True that Ubuntu did it by default before (they have since disabled it) but you could easily disable it via the GUI settings. I disabled it and unless I actively do something with the network like surf the web with Firefox or stream music then a "sudo tcpdump -nvpi eth0" on my Ubuntu shows absolutely no connection attemps from my machine what so ever, all that I see is some other machine on the network sending broadcast ARP requests for the MAC of the defautl gateway.

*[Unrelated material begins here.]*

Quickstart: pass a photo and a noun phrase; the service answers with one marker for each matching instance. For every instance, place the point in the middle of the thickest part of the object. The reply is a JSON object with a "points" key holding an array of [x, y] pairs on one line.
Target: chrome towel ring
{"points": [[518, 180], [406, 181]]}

f.ultra@ubuntu:~$ sudo tcpdump -nvpi eth0
tcpdump: listening on eth0, link-type EN10MB (Ethernet), capture size 262144 bytes
19:49:51.946496 ARP, Ethernet (len 6), IPv4 (len 4), Request who-has 192.168.0.1 tell 192.168.0.249, length 46
19:49:53.996275 ARP, Ethernet (len 6), IPv4 (len 4), Request who-has 192.168.0.1 tell 192.168.0.249, length 46
19:49:56.054219 ARP, Ethernet (len 6), IPv4 (len 4), Request who-has 192.168.0.1 tell 192.168.0.249, length 46
19:49:58.136104 ARP, Ethernet (len 6), IPv4 (len 4), Request who-has 192.168.0.1 tell 192.168.0.249, length 46
19:50:00.221756 ARP, Ethernet (len 6), IPv4 (len 4), Request who-has 192.168.0.1 tell 192.168.0.249, length 46
19:50:02.276667 ARP, Ethernet (len 6), IPv4 (len 4), Request who-has 192.168.0.1 tell 192.168.0.249, length 46
19:50:04.353056 ARP, Ethernet (len 6), IPv4 (len 4), Request who-has 192.168.0.1 tell 192.168.0.249, length 46
19:50:06.431986 ARP, Ethernet (len 6), IPv4 (len 4), Request who-has 192.168.0.1 tell 192.168.0.249, length 46
19:50:08.520302 ARP, Ethernet (len 6), IPv4 (len 4), Request who-has 192.168.0.1 tell 192.168.0.249, length 46
19:50:10.584220 ARP, Ethernet (len 6), IPv4 (len 4), Request who-has 192.168.0.1 tell 192.168.0.249, length 46
19:50:12.625328 ARP, Ethernet (len 6), IPv4 (len 4), Request who-has 192.168.0.1 tell 192.168.0.249, length 46
19:50:14.712258 ARP, Ethernet (len 6), IPv4 (len 4), Request who-has 192.168.0.1 tell 192.168.0.249, length 46
19:50:16.782389 ARP, Ethernet (len 6), IPv4 (len 4), Request who-has 192.168.0.1 tell 192.168.0.249, length 46
19:50:18.856272 ARP, Ethernet (len 6), IPv4 (len 4), Request who-has 192.168.0.1 tell 192.168.0.249, length 46
And it goes on and on like that for hours, so no most Linux distros does not do some of this too.